A Tokyo se tiendra aux mêmes dates la deuxième conférence internationale pour un monde sans le nucléaire, faisant suite à celle qui s'est déroulée en janvier 2012 à Yokohama. Organisée par des associations japonaises antinucléaires et écologistes, cette deuxième conférence accueillera des spécialistes comme Mycle Schneider. Et un grand rassemblement ainsi qu'une manifestation auront lieu le samedi 15 décembre. Deux membres du réseau Yosomono-net, venant de l'Italie et de l'Angleterre vont participer à cette contre-conférence et apporteront notre message de soutien. Nous allons enregistrer tout à l'heure ce message avec l'équipe de yosomono France, vous êtes les bienvenu(e)s si vous souhaitez nous rejoindre.

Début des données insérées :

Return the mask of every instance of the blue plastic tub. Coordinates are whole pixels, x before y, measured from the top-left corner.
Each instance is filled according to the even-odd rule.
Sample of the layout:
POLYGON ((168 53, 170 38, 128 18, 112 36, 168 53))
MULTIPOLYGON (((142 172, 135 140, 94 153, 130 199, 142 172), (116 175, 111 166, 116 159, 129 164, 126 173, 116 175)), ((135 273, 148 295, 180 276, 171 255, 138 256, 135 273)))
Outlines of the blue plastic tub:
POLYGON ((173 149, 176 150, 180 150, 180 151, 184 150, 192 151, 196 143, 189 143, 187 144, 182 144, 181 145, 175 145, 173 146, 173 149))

Le Japon se trouve donc à la veille d'un grand tournant. Si des candidats clairement antinucléaires sont élus de façon significative, le Japon pourra espérer arrêter le nucléaire plus facilement. Si le PLD et leur alliés nationalistes sont majoritaires, les difficultés des sinistrés de Fukushima vont augmenter, les conséquences sanitaires seront minimisées et notre lutte sera plus incertaine et plus difficile. Avant d'entamer le cortège du Parlement japonais, recueillons-nous une minute en silence pour que ceux qui ont toujours soutenu le nucléaire au Japon ne reviennent pas au pourvoir.